Now 24, he’s staging a little rebellion against L.A. style, which he defined as “really limited.” As he put it, “I think a lot of people wear monochromatic outfits and don’t experiment in color, not that I am super-experimental in color at the moment. But I think people stay toward muted tones here for some reason and don’t experiment with patterns and colors.”
For his launch event, the first of four stops that also will take him to Austin, Tex., New York and Minneapolis over three weeks, he sported a distressed Urban Outfitters jean jacket, black Calvin Klein jeans and Topman oxford shoes. From the collection, he pulled on a $24 T-shirt printed with blocks tinted peach and lavender, a reminder of a visit to a museum in Berlin. “I found inspiration in the art I saw,” he said.
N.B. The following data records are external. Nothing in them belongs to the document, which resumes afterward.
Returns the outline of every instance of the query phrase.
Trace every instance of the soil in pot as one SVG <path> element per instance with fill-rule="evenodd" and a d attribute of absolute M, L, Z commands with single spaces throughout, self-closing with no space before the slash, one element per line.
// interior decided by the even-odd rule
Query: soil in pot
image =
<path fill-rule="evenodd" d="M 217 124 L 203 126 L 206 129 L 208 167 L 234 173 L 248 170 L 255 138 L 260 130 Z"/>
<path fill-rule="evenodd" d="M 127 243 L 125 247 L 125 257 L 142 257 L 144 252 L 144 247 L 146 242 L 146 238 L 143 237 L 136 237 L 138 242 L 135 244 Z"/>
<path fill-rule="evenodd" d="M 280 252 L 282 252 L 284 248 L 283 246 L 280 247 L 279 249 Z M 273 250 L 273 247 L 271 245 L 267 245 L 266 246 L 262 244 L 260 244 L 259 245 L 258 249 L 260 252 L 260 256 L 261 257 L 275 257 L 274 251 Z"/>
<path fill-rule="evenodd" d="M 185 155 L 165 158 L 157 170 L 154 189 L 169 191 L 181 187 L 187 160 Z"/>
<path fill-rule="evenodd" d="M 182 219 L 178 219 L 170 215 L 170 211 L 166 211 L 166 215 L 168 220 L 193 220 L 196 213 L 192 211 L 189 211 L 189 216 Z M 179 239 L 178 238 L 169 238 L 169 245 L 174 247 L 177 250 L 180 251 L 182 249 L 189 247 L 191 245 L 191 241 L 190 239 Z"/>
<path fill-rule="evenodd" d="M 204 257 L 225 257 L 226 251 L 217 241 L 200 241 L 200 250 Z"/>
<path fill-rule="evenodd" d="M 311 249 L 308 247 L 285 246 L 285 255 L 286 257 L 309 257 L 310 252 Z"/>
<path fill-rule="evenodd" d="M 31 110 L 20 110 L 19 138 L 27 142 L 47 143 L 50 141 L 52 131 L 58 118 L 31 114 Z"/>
Certainly, Franta has broadened his horizons since launching his channel on YouTube six years ago. He’s endeared himself to his 5.7 million subscribers with videos that captured quiet scenes of Midwestern farmland, offered tips for creating the perfect Instagram and riffed for 13 minutes on pop hits. That spiel on songs tallied over 248,000 views in one day.
Scores of his fans on YouTube followed him to Urban Outfitters in Hollywood. Some waited in line before the store opened at 10 that morning, and each bought something from the five-piece collection so they could have the opportunity to meet Franta in person and grab a signed CD. They didn’t mind matching with several others in the $44 slate blue sweatshirt printed with a giant “C” and $49 sand-colored pullover hoodie emblazoned with a broken heart in the front and the phrase “hopeless romantic” on the sleeves.
An hour before their digital hero entered the store, a young man claimed his spot, second in the queue, on a sleeping bag with a bouquet of orange daisies cradled in his lap. A woman behind him wrapped herself against the winter chill in a blanket printed with images of colorful fish.
“They’re the sweetest,” Franta said of his followers, who number 5.4 million on Instagram and 6.2 million on Twitter. “They somehow trust my opinion on everything. I don’t know how I got that trust from them.”
He feels fortunate they’re willing to stick with him as he navigates his way from the digital space to the physical world.
“It’s even more rewarding,” he said. “It takes so much longer to do things that are physical. In digital, I can make a YouTube video right now and technically upload it right this second. For physical products, there is so much more that goes into it. And having it be physically represented in so many different locations around the U.S. where people, who may have not met me in person or seen me in person, they have a physical element from me — ‘Connor designed this.’”
Before Urban Outfitters, Franta partnered with Junk Food Clothing on some designs. Through Common Culture, he aims to expand eventually to pants, shoes and jackets. “I think a bomber would be really cool,” he said. “I love embroidery so embroidered jackets.” His design vision excludes heavy outerwear that would survive the Minnesota winter. “The heavier you go, the less fashionable it gets, sadly,” he noted.
An advocate for gay youth, Franta pledges to donate all the profits from his tie-up with Urban Outfitters to GLSEN, which works with schools to end bullying against the LGBTQ community. Aware of the challenges facing many kids who are trying to find themselves in the shadow of President-elect Donald Trump, he shared words of encouragement.
“Everyone, whether you’re yourself or you’re not yourself at the moment, you’re still a little nervous and apprehensive,” he said. “But as for kids in general trying to be themselves, take your time. It’s a process. And no one can tell you to be yourself now if you’re not ready to be that person now. So make sure you’re safe, make sure you’re ready. And get excited because the future is great.”